Presidente do Senado repudia veementemente acusações e anuncia medidas judiciais contra Daniel Vorcaro e quem o difamou.
O presidente do Senado, Davi Alcolumbre (União-AP), **negou enfaticamente** ter recebido a quantia de US$ 30 milhões do dono do Banco Master, Daniel Vorcaro. A informação surgiu em reportagem da revista Veja, que apontou que o banqueiro teria citado o suposto repasse em uma proposta de delação premiada.
Em pronunciamento nesta terça-feira (16), Alcolumbre declarou com veemência: “Eu repudio, com toda a firmeza e com toda a indignação, o conteúdo dessa matéria. Jamais recebi aqueles valores, ou outros quaisquer, no Brasil ou no exterior, por qualquer motivo que seja”.
O senador classificou as alegações como “inteiramente falsas”, com o objetivo aparente de “arrastar para a lama meu nome, minha honra, minha reputação”. Ele ressaltou que não aceitará “intimidação, ameaça ou chantagem” e que uma acusação dessa gravidade contra um chefe de Poder não pode ser publicada sem provas concretas.
Alcolumbre promete rigorosa apuração e defesa judicial
Davi Alcolumbre afirmou que, caso as informações de fato constem na proposta de delação de Vorcaro, ele tomará “todas as medidas cabíveis” para se defender. “Nessa hipótese, caberá a mim demonstrar a falsidade desta narrativa e compreender porque um fato inexistente foi levado às autoridades”, declarou.
O presidente do Senado considera a acusação ainda mais grave se ela não estiver presente em nenhum acordo de colaboração oficial. “Quem inventou esse fato será identificado. Quem inventou a existência de uma acusação que não consta de qualquer acordo de colaboração ou procedimento oficial também será identificado”, garantiu.
“Aqueles que promoveram essas calúnias serão responsabilizados e serão punidos. O Brasil conhecerá o nome de quem tentou me envolver em um crime do qual sou absolutamente, repito, absolutamente inocente”, enfatizou Alcolumbre, reforçando sua posição.
Colegas de Senado expressam apoio a Alcolumbre
Diversos senadores, tanto da base aliada quanto da oposição, manifestaram apoio a Davi Alcolumbre diante das acusações. O líder do governo no Senado, Jaques Wagner (PT-BA), que também foi alvo de acusações na mesma reportagem, anunciou que tomará providências judiciais.

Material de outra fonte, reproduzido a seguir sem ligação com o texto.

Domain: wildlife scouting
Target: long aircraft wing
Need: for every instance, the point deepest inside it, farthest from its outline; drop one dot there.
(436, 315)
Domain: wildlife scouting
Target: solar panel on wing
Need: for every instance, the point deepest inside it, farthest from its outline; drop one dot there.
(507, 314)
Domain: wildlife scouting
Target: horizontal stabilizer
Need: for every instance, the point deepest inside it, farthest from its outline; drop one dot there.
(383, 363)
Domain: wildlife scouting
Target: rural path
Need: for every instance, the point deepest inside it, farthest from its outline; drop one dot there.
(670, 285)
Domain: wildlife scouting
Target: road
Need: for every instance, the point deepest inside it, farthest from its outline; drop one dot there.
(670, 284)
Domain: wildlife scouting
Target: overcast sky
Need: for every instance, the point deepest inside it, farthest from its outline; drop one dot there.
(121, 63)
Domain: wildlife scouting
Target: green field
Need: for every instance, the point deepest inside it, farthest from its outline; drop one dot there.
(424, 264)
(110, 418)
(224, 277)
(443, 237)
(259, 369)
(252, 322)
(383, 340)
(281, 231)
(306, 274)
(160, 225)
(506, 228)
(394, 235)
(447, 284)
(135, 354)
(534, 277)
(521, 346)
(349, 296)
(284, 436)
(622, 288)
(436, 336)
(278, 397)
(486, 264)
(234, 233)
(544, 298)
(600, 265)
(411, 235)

Wagner criticou a “leviandade” e defendeu que “o instituto da leviandade, ou nas instituições, ou na imprensa, ou nas redes brasileiras, precisa ter um ponto final”. O senador Rodrigo Pacheco (PSD-MG) considerou que Alcolumbre foi “injustamente envolvido” pela reportagem, segundo informações da Agência Senado.
Defesa unânime e crítica à imprensa
A senadora Damares Alves (Republicanos-DF) destacou que Alcolumbre sempre manteve sua imparcialidade em relação ao caso Master e que o objetivo das acusações pode ser desviar o foco do bom trabalho do Senado. “O Senado está cumprindo o seu papel. Estamos fazendo grandes entregas e o objetivo de tudo isso é tirá-lo do foco. Não saia do foco”, disse.
O líder do governo no Congresso, Randolfe Rodrigues (PT-AP), interpretou a manifestação de Alcolumbre como um sinal de “a tranquilidade dos justos e a indignação dos inocentes”. O senador Hamilton Mourão (Republicanos-RS) também ofereceu seu apoio, afirmando: “O senhor conte comigo nessa empreitada. Nós não podemos aceitar o que está acontecendo”. Alcolumbre agradeceu o apoio de todos os colegas após as intervenções.